Casos de escravatura. "Os agricultores são muitas vezes vítimas, não responsáveis por essas situações"

Eduardo Oliveira e Sousa, presidente da Confederação dos Agricultores Portugueses garante que "não são as grandes explorações que estão envolvidas neste tráfico de seres humanos" e que à semelhança do tráfico de droga, este "crime", deve ser tratado "com polícia e com o combate ao crime puro e duro".

O presidente da Confederação dos Agricultores Portugueses (CAP) rejeita o envolvimento de grandes explorações agrícolas nos casos de escravatura que vieram a público. Na última semana, foi noticiado o caso dos trabalhadores migrantes que viviam em condições sub-humanas, alguns em condições de escravatura, em grandes explorações do sul do país.

Na entrevista Em Alta Voz desta semana, Eduardo Oliveira e Sousa garante que, em muitos casos, os agricultores "são vítimas" destas situações e "são até surpreendidos muitas vezes por estarem envolvidos sem saberem".

"Não são as grandes explorações que estão envolvidas neste tráfico. O tráfico de seres humanos é uma coisa abominável e há de ser semelhante ao tráfico de droga feito por organizações que são criminosas. Portanto, isto é uma área que tem que ver com polícia e com o combate ao crime puro e duro. Os agricultores, muitas vezes, são vítimas, não são responsáveis por essas situações e são até surpreendidos muitas vezes por estarem envolvidos sem saberem. Os de cariz mais profissional, aqueles agricultores que têm uma atividade que está relacionada com o mercado internacional, quase que diria que não há nenhum que possa ser encontrado ligado a este tipo de fenómeno", refere o presidente da CAP.

Eduardo Oliveira e Sousa assume, nesta entrevista, que "a CAP não tem a veleidade de poder representar a totalidade dos agricultores" e que são, precisamente, esses casos, de profissionais que não estão associados a qualquer organização - que abrem portas a esses casos.

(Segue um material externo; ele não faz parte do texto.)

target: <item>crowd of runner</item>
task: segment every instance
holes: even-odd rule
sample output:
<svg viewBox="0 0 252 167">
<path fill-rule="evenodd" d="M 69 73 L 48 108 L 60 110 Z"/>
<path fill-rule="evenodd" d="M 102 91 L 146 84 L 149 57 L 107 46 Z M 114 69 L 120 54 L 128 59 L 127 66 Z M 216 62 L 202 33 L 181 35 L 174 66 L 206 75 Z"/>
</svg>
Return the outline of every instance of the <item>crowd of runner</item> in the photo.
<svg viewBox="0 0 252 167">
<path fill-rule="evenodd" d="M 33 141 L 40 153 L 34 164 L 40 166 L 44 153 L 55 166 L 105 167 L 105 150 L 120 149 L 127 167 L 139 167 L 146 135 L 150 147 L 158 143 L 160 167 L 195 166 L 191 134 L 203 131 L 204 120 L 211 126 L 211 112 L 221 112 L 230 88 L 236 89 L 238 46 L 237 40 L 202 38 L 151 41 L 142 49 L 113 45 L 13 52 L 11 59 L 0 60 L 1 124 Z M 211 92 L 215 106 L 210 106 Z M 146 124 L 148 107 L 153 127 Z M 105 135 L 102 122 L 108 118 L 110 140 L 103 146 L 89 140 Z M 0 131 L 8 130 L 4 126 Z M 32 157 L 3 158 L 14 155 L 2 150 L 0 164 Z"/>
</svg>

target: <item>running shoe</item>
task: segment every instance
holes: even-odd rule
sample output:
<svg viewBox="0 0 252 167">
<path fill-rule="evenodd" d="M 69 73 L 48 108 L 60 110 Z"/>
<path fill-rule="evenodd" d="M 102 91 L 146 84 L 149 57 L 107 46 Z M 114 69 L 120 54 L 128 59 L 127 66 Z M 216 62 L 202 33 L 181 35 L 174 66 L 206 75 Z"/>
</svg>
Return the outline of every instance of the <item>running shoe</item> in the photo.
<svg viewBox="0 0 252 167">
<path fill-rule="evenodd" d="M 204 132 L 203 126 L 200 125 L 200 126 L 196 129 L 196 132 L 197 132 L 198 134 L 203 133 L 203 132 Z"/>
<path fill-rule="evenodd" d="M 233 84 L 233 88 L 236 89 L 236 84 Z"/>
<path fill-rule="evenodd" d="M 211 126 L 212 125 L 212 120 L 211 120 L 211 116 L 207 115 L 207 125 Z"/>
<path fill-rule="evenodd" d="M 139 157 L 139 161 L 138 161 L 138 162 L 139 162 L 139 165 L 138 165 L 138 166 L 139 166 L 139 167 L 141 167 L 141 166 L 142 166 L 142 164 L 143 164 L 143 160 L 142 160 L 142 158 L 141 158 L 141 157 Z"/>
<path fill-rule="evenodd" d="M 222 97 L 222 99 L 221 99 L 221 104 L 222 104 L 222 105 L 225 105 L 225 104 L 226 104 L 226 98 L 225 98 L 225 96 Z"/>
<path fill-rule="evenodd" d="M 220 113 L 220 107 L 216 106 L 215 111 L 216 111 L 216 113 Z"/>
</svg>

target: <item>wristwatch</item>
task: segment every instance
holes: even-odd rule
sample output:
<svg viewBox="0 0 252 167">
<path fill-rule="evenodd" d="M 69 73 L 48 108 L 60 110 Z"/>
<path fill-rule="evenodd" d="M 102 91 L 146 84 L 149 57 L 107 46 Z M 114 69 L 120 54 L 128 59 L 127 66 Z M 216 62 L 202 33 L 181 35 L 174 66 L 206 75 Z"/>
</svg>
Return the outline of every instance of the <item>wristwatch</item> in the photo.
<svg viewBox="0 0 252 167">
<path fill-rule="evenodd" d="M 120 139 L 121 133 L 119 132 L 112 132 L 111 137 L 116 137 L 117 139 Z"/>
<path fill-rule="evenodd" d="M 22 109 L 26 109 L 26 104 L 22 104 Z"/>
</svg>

"Há muitos agricultores que não são associados de coisa nenhuma, nem da CAP, nem de nenhuma outra organização, e é exatamente aí que ocorrem estas situações. Além das eventuais surpresas, porque pode haver agricultores que, por desconhecimento das regras, se envolvam em situações em que acabam por ser apanhados nessa malha sem saberem. A maior parte desses trabalhadores envolvidos neste tráfico de seres humanos são pessoas que vêm trabalhar angariadas pelos tais traficantes que depois os "oferecem" a pessoas que precisam de uma determinada tarefa feita por pouco tempo. Mas é uma malha muito bem organizada, são empresas que mudam de nome com muita facilidade, os trabalhadores mudam constantemente, há uma complexidade brutal no controlo destas situações" , explica Eduardo Oliveira e Sousa.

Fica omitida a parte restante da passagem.